“STF curva-se
perante Erdogan
Por Demétrio Magnoli
Ali Sipahi era,
até um mês atrás, um homem comum. De lá para cá, por um ato do STF, tornou-se o
único preso político do Brasil. No 6 de abril, cumpriu-se sua prisão preventiva
para fins de extradição, determinada pelo ministro Edson Fachin, sob a acusação
de terrorismo. Kafka passeia entre nós: a prova do “crime” de Sipahi,
brasileiro naturalizado de origem turca, foi depositar, em 2014, uma ínfima
quantia no Banco Asya, então um banco legal na Turquia. Caímos baixo: o ato de
Fachin converte o sistema judicial brasileiro em tentáculo da repressão do
regime autoritário turco de Recep Erdogan.
Narro uma história
que, a essa altura, Fachin teria o dever de conhecer. A cisão entre Erdogan e o
clérigo Fethullah Gulen, seu antigo aliado, em 2013, provocou o declínio do
experimento democrático na Turquia. A perseguição ao Hizmet, movimento dirigido
por Gulen com centenas de milhares de aderentes, ganhou as dimensões de um
expurgo colossal desde a tentativa de golpe militar de julho de 2016, atribuída
sem provas a seu inimigo político. Sipahi está preso por pertencer à Câmara de
Comércio Turco-Brasileira e ao Centro Cultural Turco-Brasileiro, instituições
inspiradas pelo Hizmet. Ele é um prisioneiro de consciência feito pela nossa
precária democracia, que presta vassalagem judicial a um tirano.
Fachin não está
só no pátio da vergonha.
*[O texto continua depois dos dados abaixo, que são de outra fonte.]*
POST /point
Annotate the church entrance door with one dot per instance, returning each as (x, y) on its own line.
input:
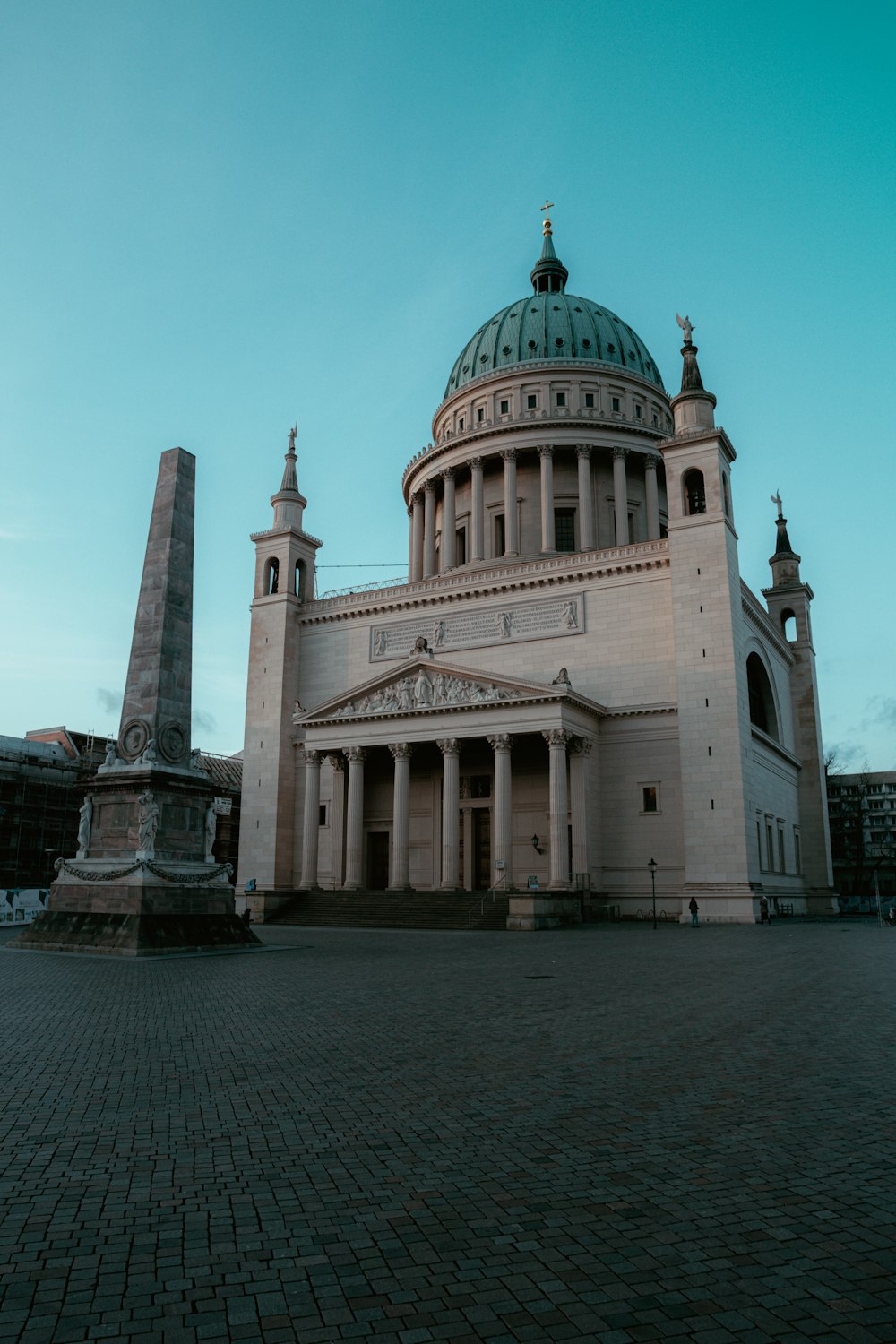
(481, 849)
(378, 860)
Tem a companhia do vice-procurador-geral da República,
Luciano Mariz Maia, que assina um parecer do MPF contrário à revogação da
prisão preventiva. Conto o que os dois doutores fingem não saber.
Erdogan
qualificou o frustrado golpe de 2016 como um “presente de Deus” que propiciaria
a “limpeza social” da Turquia. O Hizmet, uma rede de sociedades filantrópicas,
escolas, centros culturais e instituições financeiras (como o Banco Asya),
prega a economia de mercado, o empreendedorismo e a conciliação do Islã com os
valores democráticos. Diante da onda repressiva de Erdogan, cerca de 250 turcos
ligados ao Hizmet encontraram no Brasil um pátria alternativa. Eles imaginaram
emigrar para uma nação que respeita os tratados internacionais de direitos
humanos e sua própria Constituição. O “novo” Fachin, um desmemoriado que se
esqueceu de suas decisões recentes, não podia fazer parte do cálculo deles.
Faz só três anos
que o STF revogou, por unanimidade, a prisão preventiva de um extraditando
solicitado pelo regime chavista de Maduro. O relatório, escrito por Fachin,
apontava as violações de direitos humanos, a perseguição de opositores e a
submissão do Judiciário ao Executivo na Venezuela. O cenário turco assemelha-se,
sob os três aspectos, ao venezuelano. Qual é a conveniência oculta,
extra-judicial, que explica o contraste entre as duas decisões?
Sipahi não se
chama Cesare Battisti. Jamais matou alguém. Nunca foi condenado por nenhum
tribunal independente. Cidadão brasileiro, com filho brasileiro, residência
fixa e 16 funcionários em São Paulo, ele não é uma “causa célebre”, da esquerda
ou da direita. O descaso conjunto do STF e do MPF com os princípios dos
direitos humanos o transformou em vítima de um regime que se nutre dos serviços
de um cortejo de juízes vergados diante do poder de turno.
Stalin instaurou
sua ditadura totalitária a pretexto de limpar a URSS dos “trotskistas”. Na sua
cruzada autoritária, Erdogan substituiu “trotskistas” por “gulenistas”. Os
expurgos turcos produziram a prisão de 50 mil opositores, inclusive cerca de
300 jornalistas e 600 advogados, a exoneração de 150 mil funcionários públicos
e de 4,2 mil juízes e procuradores, a demissão em massa de professores
universitários e o fechamento de 166 veículos de comunicação.
As garras
persecutórias do regime turco estendem-se pelo mundo todo, por meio das
embaixadas. Nas democracias, os magistrados protegem os exilados turcos da
fúria do tirano. Na Rússia, juízes que não merecem esse título mandam
prendê-los. Fachin, que permanece sentado sobre a sua decisão insensata,
empurra o Brasil à vala de Putin. Até quando aguardarão os demais ministros do
STF para dar um basta à marcha do arbítrio?”